Key findings from the Report Card
Mental health: In most countries, fewer than four in five children report being satisfied with their lives. Turkey has the lowest rate of life satisfaction at 53 per cent, followed by Japan and the United Kingdom. The Netherlands, Mexico and Romania have the highest rates of life satisfaction. Children who have less supportive families and those who are bullied have significantly poorer mental health.
Lithuania has the highest rate of adolescent suicide – a leading cause of death among 10-19-year old children in rich countries – followed by New Zealand and Estonia.
Physical health: Obesity and overweight rates among children have increased in recent years. Around 1 in 3 children across all countries are either obese or overweight, with rates in Southern Europe also sharply increasing. The United States has the highest obesity rates at 42 per cent, followed by New Zealand and Greece at 39 per cent and 37 per cent respectively.
Skills: On average 40 per cent of children across all OECD and EU countries do not have basic reading and mathematics skills by age 15. Children in Bulgaria, Romania and Chile are the least proficient in these skills.
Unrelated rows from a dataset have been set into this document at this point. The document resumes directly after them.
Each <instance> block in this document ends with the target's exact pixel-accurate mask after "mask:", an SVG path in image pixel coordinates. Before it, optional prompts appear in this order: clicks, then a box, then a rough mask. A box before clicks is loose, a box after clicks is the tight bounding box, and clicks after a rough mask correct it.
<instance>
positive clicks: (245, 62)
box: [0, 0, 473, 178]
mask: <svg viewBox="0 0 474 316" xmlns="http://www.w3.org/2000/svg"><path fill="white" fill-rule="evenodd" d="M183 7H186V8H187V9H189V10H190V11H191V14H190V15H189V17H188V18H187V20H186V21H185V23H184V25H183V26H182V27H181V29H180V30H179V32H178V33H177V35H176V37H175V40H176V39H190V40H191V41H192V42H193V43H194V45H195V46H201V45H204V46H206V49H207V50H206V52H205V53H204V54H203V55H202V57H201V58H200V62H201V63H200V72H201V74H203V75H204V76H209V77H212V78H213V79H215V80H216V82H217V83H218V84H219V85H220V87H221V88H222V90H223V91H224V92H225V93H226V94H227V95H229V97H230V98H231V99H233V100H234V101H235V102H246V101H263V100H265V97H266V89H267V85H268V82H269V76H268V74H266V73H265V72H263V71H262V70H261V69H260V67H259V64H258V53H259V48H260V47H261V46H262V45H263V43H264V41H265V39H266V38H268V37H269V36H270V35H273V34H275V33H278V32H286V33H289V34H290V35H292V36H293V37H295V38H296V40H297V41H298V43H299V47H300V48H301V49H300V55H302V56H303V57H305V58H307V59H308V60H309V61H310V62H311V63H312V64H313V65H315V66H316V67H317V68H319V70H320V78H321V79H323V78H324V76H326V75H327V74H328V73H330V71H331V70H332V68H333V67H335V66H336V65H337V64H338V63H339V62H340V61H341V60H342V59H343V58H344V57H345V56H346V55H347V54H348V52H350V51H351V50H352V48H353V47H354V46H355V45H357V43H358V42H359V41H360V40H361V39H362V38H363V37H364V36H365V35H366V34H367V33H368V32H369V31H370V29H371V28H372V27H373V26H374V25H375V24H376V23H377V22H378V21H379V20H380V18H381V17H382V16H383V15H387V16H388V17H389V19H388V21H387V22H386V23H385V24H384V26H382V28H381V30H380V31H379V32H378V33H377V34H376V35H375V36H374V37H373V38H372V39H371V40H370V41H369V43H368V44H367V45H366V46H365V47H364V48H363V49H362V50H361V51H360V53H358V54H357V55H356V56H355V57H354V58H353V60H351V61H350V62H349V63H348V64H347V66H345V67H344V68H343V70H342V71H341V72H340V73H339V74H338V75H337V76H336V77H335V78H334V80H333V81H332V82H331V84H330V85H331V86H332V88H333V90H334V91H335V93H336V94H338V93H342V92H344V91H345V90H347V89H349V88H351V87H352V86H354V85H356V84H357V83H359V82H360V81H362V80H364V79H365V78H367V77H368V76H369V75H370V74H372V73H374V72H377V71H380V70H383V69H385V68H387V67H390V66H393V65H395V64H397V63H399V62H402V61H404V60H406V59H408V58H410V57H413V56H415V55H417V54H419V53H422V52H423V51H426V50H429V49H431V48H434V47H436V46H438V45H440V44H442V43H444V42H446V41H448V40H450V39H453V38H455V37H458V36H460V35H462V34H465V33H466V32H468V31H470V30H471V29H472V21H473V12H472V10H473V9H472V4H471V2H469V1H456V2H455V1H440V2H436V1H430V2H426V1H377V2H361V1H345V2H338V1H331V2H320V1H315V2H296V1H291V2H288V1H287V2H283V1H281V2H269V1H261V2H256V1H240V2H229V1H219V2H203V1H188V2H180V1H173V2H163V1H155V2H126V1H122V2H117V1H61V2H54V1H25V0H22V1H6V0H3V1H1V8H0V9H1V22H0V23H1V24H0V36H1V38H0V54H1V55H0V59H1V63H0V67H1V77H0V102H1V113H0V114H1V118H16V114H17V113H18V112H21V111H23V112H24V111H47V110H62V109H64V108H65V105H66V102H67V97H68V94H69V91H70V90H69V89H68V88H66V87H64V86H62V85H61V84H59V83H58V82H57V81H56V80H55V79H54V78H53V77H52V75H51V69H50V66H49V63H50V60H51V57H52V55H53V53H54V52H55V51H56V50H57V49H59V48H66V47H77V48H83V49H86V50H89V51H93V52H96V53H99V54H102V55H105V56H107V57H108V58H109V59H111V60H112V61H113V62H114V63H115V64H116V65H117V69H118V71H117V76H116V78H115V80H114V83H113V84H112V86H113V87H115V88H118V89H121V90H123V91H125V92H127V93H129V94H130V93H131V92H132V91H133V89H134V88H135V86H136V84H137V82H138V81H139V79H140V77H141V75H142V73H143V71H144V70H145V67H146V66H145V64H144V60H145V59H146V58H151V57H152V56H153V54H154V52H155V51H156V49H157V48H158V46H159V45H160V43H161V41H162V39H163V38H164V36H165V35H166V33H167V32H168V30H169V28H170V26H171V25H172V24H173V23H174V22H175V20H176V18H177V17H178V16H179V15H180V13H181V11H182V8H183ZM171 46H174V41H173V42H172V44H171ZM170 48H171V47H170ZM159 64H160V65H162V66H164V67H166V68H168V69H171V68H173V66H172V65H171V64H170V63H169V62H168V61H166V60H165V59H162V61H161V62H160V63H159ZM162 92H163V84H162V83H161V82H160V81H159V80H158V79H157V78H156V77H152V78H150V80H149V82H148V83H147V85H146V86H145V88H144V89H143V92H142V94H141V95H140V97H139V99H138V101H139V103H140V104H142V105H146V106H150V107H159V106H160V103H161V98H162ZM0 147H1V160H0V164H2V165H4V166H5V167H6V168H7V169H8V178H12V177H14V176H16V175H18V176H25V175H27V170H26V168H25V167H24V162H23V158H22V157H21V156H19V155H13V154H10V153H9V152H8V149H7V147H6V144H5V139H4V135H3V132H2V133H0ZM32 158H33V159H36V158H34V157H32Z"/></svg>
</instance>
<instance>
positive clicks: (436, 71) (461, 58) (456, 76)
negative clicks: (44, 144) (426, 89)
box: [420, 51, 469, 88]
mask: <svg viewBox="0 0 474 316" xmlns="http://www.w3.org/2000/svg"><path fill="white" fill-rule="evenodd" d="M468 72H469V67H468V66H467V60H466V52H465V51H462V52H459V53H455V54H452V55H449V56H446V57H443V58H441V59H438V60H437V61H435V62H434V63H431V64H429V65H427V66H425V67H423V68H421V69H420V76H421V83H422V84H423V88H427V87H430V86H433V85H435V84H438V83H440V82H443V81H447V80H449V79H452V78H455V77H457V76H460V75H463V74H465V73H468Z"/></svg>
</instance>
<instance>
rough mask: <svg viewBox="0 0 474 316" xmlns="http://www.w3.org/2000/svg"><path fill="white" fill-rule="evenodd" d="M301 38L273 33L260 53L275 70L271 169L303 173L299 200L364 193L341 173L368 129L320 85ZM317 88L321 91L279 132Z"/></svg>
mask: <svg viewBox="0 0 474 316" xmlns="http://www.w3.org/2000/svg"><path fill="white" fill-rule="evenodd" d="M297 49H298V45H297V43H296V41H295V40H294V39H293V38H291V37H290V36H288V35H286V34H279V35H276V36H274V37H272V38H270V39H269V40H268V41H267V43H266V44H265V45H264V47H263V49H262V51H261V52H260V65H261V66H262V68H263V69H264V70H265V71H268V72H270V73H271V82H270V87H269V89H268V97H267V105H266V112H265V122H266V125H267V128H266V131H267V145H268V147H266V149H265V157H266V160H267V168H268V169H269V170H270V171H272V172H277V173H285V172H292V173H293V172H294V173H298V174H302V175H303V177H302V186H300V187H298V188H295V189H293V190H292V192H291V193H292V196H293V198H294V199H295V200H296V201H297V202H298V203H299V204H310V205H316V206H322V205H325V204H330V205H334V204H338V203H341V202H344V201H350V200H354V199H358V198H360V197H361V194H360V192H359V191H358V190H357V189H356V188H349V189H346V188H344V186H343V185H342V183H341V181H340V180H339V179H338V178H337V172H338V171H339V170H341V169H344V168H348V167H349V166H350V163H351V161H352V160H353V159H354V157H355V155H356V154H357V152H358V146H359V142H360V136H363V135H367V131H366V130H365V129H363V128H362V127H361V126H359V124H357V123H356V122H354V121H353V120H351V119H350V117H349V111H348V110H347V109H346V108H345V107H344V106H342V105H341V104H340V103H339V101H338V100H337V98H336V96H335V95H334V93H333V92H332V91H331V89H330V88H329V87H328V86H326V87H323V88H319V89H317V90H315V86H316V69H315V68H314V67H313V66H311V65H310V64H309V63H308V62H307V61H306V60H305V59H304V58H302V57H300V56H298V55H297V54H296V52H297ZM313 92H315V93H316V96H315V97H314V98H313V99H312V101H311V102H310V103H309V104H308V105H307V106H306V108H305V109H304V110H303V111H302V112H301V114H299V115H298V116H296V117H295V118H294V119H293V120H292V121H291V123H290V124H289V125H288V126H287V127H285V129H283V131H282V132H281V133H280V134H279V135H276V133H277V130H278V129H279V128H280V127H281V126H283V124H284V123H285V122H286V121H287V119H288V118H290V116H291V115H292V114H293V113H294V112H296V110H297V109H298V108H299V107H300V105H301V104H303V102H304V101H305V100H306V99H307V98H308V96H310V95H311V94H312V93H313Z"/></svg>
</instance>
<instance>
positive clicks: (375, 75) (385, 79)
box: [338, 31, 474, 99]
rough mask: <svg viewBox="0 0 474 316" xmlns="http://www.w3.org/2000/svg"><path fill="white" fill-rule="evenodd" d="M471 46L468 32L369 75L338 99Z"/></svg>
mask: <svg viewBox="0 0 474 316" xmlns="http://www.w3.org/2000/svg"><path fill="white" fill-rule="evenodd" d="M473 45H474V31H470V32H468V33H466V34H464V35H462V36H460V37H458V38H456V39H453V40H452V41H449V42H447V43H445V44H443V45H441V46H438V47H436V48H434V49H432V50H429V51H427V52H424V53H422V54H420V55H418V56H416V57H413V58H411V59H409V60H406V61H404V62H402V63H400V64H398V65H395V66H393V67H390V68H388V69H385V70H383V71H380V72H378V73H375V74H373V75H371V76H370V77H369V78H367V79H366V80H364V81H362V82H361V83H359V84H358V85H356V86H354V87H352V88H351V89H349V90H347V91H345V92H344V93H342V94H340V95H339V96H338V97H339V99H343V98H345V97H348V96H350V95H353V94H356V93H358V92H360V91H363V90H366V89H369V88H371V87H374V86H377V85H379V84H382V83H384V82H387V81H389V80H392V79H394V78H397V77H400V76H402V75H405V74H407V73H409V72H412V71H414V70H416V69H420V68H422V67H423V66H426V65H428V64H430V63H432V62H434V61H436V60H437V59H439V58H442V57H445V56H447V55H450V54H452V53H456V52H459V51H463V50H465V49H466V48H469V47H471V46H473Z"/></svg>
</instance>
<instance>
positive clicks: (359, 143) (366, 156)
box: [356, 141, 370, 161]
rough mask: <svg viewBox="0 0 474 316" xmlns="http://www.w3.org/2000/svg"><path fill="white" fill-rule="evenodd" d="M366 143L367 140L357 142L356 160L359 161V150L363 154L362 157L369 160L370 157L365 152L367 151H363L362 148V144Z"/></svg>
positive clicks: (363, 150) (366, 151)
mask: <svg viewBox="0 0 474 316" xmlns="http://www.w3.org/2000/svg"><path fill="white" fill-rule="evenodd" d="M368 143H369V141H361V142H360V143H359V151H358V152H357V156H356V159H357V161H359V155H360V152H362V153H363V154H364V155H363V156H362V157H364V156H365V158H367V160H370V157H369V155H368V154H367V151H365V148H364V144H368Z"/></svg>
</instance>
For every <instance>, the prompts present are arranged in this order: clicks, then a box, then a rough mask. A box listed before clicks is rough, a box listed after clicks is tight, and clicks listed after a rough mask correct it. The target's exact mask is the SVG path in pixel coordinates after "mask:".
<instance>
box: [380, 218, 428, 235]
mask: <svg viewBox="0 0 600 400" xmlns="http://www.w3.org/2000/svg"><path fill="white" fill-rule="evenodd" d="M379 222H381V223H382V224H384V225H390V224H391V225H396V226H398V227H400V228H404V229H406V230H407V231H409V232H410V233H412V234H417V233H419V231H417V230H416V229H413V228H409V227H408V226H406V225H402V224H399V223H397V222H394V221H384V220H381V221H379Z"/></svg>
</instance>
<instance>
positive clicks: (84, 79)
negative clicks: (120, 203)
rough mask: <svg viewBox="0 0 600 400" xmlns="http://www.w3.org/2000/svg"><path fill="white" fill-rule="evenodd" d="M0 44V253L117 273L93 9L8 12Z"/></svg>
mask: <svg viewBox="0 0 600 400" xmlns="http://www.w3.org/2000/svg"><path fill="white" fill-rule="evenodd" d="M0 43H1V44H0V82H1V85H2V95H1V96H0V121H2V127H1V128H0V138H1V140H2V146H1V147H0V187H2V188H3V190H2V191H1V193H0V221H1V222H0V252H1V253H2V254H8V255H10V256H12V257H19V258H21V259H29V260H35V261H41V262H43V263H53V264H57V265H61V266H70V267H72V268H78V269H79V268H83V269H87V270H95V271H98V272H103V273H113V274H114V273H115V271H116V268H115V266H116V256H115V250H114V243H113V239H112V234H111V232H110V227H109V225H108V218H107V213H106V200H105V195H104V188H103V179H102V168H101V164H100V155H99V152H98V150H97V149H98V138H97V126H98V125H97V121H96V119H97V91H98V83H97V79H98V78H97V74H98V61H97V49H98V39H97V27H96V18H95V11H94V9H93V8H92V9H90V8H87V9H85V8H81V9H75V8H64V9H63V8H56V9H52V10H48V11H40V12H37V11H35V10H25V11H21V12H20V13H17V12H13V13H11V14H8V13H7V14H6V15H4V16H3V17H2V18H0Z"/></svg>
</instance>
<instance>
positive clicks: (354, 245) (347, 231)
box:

Estonia, Ireland and Finland the most proficient. In most countries, at least 1 in 5 children lack confidence in their social skills to make new friends. Children in Chile, Japan and Iceland are the least confident in this area.
The report also ranks countries based on their policies that support child well-being and other factors including the economy, society and environment. Norway, Iceland and Finland have the highest-ranking policies and context to support child well-being. Turkey, Mexico and Greece have the worst. On average, countries spend less than 3 per cent of their GDP on family and child policies.